France's Bruno Le Maire said a maximum of 1.2 billion euros in public subsidies would be granted to the alliance, at a press conference with his German counterpart Peter Altmaier.
"Other member states have already expressed interest in joining this project," Le Maire said, including Italy, Belgium, Poland, Austria and Finland.
He said at least four billion euros would come from private companies, citing automaker PSA and the French battery maker Saft, a unit of French oil giant Total.
"Today we are seeing more interest than ever" in the project, Altmaier said, adding that 35 companies had already pledged to sign up, including Europe's biggest automakers.

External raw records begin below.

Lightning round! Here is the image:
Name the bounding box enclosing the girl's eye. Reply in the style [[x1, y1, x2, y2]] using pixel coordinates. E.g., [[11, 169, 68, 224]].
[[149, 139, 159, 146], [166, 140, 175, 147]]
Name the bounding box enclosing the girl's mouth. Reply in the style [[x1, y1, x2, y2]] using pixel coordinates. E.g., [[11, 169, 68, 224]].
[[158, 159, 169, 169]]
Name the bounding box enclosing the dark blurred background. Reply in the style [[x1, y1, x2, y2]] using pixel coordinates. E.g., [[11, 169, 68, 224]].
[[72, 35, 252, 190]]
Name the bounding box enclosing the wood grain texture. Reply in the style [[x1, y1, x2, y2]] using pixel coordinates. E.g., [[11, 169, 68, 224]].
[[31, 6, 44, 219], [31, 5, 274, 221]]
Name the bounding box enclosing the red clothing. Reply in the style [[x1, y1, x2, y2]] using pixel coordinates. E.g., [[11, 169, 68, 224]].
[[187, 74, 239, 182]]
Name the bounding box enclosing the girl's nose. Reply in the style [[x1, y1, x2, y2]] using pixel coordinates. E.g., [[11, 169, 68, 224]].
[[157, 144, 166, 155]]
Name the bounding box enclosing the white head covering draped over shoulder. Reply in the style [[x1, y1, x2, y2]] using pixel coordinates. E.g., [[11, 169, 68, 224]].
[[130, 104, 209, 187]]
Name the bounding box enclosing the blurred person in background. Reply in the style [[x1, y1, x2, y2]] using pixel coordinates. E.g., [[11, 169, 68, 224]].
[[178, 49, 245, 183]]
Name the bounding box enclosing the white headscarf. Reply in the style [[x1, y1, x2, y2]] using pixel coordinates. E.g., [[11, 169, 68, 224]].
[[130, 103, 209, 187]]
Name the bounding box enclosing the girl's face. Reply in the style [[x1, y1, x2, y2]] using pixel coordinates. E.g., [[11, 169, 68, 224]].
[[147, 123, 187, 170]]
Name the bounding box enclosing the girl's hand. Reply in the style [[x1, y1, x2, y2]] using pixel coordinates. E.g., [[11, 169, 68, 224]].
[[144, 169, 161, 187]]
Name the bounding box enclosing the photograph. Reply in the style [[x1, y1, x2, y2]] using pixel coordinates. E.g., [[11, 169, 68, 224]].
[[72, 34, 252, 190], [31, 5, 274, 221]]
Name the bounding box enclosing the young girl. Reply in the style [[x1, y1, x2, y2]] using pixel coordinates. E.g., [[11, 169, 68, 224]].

Political leaders across the European Union have long called for a coordinated effort for home-made batteries that would free carmakers from having to rely on Chinese batteries as the industry shifts away from combustion engines.
A pilot factory with around 200 employees will be opened in the coming months in France, with a goal of opening two production sites, in France and Germany, that would generate 1,500 jobs at each.
European automakers have been ramping up electric vehicle production after years of scandals over diesel pollution and as tougher rules on cutting carbon emissions come into force.
But EU carmakers buy cells from foreign manufacturers, mostly in Asia, which they use to build the high-capacity batteries needed to power electric vehicles.
Germany and France in particular have been pushing for a pan-European consortium to develop new battery technologies that would be built domestically, along the lines of the European aircraft manufacturer Airbus.